I think people, in general, don’t know what scientists do. Here are my anecdotal pieces of evidence:

  • When I used to say I was an astrophysicist, people would ask if I named stars or looked at planets. There was no conception that unknowns were waiting to be known.
  • Biology in high school is probably the most advanced science course for many US-educated folks. Biology in high school is very fact-oriented. Biology as a science is more than listing the names of parts of a cell.
  • “Belief” in science seems to wane in the public zeitgeist when evidence that a change in some sort of model is necessitated due to new information.

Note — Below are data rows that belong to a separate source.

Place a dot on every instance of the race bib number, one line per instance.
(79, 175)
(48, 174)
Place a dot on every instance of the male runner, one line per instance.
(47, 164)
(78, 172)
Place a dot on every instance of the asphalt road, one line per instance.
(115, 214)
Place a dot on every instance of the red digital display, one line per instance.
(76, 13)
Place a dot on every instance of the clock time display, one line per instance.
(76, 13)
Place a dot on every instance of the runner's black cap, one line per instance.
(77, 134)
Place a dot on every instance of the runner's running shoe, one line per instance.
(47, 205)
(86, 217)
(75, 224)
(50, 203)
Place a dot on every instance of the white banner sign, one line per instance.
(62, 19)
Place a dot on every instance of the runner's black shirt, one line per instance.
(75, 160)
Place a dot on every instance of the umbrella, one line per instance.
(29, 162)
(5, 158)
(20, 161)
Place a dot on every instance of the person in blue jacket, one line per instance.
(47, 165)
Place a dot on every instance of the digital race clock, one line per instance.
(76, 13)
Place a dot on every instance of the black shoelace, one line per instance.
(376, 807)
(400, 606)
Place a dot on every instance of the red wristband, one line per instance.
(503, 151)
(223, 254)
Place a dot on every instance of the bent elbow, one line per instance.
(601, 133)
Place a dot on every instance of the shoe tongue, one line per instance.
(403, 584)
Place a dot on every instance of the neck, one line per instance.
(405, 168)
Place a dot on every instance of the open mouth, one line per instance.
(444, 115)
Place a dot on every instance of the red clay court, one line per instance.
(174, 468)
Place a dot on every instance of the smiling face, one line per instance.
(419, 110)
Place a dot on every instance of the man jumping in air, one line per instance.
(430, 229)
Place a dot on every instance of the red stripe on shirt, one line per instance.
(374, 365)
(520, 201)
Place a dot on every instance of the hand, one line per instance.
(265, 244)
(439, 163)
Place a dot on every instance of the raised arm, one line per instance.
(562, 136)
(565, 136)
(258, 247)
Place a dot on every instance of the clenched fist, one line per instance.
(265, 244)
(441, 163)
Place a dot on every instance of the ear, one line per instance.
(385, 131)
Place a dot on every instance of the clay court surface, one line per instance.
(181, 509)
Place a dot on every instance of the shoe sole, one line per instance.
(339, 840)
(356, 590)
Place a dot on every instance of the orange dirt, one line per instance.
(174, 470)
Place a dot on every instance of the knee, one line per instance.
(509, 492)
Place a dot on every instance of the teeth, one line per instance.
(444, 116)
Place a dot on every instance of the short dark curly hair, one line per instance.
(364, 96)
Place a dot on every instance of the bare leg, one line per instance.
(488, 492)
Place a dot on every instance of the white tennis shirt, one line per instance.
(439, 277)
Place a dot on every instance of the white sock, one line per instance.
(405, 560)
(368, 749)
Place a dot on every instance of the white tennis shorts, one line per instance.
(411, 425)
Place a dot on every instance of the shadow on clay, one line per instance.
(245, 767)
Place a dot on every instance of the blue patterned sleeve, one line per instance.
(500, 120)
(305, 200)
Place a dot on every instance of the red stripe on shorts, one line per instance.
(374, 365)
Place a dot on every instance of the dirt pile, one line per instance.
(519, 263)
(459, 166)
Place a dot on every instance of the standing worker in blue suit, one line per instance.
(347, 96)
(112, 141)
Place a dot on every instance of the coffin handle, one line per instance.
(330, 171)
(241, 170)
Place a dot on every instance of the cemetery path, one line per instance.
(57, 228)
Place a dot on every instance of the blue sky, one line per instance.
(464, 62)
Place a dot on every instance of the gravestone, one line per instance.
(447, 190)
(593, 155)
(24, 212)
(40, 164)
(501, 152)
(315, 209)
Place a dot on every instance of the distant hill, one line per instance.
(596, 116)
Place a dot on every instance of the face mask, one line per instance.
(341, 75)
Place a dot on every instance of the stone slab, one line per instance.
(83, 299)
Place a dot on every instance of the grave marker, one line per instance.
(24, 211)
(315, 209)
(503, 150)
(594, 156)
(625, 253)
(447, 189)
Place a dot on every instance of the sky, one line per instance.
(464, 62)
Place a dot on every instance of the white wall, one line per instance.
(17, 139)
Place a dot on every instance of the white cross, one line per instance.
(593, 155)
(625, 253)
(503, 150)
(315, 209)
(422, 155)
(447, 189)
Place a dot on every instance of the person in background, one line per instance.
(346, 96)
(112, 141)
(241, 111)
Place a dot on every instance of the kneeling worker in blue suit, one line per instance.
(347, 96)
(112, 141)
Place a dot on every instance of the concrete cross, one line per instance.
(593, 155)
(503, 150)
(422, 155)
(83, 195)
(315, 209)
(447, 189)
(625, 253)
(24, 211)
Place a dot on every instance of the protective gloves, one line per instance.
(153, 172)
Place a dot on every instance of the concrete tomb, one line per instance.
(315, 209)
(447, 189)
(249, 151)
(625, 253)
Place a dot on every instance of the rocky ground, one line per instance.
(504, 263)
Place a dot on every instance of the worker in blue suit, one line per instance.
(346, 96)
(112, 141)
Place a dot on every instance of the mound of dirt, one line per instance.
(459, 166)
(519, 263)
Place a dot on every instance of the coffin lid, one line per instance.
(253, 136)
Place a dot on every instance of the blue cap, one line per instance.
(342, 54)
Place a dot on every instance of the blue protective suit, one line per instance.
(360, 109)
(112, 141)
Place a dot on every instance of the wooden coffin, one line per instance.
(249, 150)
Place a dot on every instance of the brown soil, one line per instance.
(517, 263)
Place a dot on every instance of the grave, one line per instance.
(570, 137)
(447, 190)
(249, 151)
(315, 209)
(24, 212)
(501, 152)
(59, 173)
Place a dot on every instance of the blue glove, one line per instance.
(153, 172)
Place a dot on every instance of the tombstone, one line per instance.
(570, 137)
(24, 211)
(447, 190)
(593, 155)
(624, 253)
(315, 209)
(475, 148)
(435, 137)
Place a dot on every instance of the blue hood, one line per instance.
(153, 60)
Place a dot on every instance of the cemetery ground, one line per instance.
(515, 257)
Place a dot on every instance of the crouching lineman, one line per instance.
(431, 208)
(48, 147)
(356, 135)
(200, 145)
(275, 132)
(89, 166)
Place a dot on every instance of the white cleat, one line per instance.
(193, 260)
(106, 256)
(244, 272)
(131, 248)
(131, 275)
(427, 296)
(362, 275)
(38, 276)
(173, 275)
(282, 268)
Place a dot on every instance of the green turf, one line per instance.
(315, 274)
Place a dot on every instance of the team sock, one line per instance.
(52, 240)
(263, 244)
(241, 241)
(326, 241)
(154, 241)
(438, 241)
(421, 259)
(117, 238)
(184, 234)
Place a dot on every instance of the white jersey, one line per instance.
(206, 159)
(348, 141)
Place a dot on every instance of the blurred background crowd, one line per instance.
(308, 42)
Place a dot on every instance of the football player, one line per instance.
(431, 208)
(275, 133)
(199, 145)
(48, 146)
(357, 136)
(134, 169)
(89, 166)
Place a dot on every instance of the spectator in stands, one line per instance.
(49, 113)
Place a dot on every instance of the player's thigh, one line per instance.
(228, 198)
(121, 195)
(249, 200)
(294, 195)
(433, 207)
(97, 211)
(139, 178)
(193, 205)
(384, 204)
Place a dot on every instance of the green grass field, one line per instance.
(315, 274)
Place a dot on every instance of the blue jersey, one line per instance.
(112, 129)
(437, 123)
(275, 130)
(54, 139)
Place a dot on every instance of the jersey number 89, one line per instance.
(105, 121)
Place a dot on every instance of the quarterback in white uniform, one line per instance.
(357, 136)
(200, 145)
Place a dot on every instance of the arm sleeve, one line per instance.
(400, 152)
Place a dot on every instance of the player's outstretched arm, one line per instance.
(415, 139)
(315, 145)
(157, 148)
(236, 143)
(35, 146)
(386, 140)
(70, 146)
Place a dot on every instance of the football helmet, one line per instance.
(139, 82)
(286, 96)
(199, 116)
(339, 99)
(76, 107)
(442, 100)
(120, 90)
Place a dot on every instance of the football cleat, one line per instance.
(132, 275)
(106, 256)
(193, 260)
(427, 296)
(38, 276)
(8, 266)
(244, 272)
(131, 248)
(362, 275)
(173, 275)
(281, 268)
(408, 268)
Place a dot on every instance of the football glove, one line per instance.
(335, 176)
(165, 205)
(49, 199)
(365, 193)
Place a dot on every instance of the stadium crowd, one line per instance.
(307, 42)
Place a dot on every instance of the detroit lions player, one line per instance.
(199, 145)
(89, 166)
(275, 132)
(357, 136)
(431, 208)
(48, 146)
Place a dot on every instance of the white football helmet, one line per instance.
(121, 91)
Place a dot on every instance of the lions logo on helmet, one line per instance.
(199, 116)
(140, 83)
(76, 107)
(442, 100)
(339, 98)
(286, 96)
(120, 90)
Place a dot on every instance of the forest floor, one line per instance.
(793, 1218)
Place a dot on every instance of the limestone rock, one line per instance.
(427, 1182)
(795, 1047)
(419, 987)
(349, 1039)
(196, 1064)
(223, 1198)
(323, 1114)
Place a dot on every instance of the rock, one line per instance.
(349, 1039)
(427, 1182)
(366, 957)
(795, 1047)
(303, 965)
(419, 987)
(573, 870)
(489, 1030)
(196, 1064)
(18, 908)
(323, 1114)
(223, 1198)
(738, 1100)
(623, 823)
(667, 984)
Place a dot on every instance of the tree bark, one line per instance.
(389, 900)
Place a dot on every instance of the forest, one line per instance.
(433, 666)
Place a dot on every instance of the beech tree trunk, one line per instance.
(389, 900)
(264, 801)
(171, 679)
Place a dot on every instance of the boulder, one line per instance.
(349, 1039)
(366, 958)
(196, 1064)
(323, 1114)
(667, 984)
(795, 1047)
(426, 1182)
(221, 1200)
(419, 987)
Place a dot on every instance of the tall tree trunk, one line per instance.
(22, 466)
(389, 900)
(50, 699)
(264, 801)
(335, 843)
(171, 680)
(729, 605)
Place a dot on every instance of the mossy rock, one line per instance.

Science is not a belief system, and science is not about static facts. Scientists use facts and curiosity to develop questions to investigate by collecting data. New data drives the need to analyze and develop models to describe and frame the data. Sometimes new data causes upheavals in established models. Typically there will be efforts to collect more information to support the old and new models. This is the scientific process.

 
This process and change confuses people who think of science as fixed information. Pluto is a planet. And then it is demoted. This confuses people and makes them angry at NDGT.
 
Analysis and constant evaluation of information are what scientists do. With data.
 
All scientists are data scientists.
 
However, data scientists are trained to work with statistics and many strategies to be able to analyze all sorts of information. We learn to build predictive models that can apply across many fields. We create confidence intervals for our work. We are curious, and we investigate just like other scientists.
 

So I think part of the problem in understanding what a data scientist does is not understanding scientists and what scientists do because science is not well understood.

 

I think the other problem is not knowing what “data” means. But… I’ll save that for another post.